I spent a lot of time this week (unintentionally) tuned into Salesforce.com CEO Marc Benioff’s extremely enthusiastic – and extremely long – DreamForce keynote address and (intentionally) thinking about the implications of the company’s ‘biggest breakthrough ever’ which is destined to ‘revolutionize the workplace’. The announcement of Salesforce Chatter – the company’s newly announced Collaboration Cloud platform.
Yet here at SiliconANGLE, at what I consider to be the pre-eminent site for cutting edge thinking on everything ‘2.0’, I was surprised to find – nothing. Crickets. No chatter on Chatter.
My fellow Enterprise Irregulars have certainly had plenty to say. Paul Greenberg, Susan Scrupski, Dion Hinchcliffe, Dennis Moore and others were tweeting from the event, and both Brian Sommer and Michael Krigsman wrote relatively positive posts. Generally speaking, the thinking of the group from both public posts and private discussions seems to be that Chatter is well-positioned to be both a validation and a driver of mainstream adoption of Enterprise 2.0.
Yet, as Jennifer Leggio pointed out in a recent post, Chatter competitors such as Yammer have been in the market for some time but have seen weak – at best – adoption. And as Charlie Wood mentioned in a private Irregulars discussion, the idea of applications ‘chatting’ isn’t particularly new either – having been available for quite some time via RSS and other means, yet has met with lukewarm – at best – adoption.

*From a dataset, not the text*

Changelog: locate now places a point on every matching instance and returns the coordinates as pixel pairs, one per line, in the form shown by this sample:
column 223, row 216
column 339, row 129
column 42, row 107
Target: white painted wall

Personally, I am anxious to see what adoption looks like – whether Chatter is really the validation of Enterprise 2.0 that many are looking for. As I mentioned in a Focus discussion this week, Salesforce.com has done a nice job packaging up Social capabilities around Enterprise applications (most notably, of course, their own). Chatter appears to have solved the ‘integration of point solutions’ barrier for enterprise social networking – now it’s just a matter of seeing who actually uses it.
Of course, there remains the barrier of cultural issues surrounding social networking in the enterprise – do companies really want to make it easier for the employees to access these networks – and what is the perceived value (positive or negative) of enterprise social networking?
Since Chatter won’t be in-market until next year, at this point all we have is chatter to decide whether it’s truly a big deal – or not.
So let’s have at it – what does the SiliconANGLE community think? Do you see your company actually using Chatter? Will it really ‘revolutionize how the enterprise communicates’? Does this announcement ‘validate’ Enterprise 2.0?
Or has Marc Benioff’s hyperbole exceeded the reality of ‘Enterprise 2.0’?
Is Chatter just chatter? Or is it for real?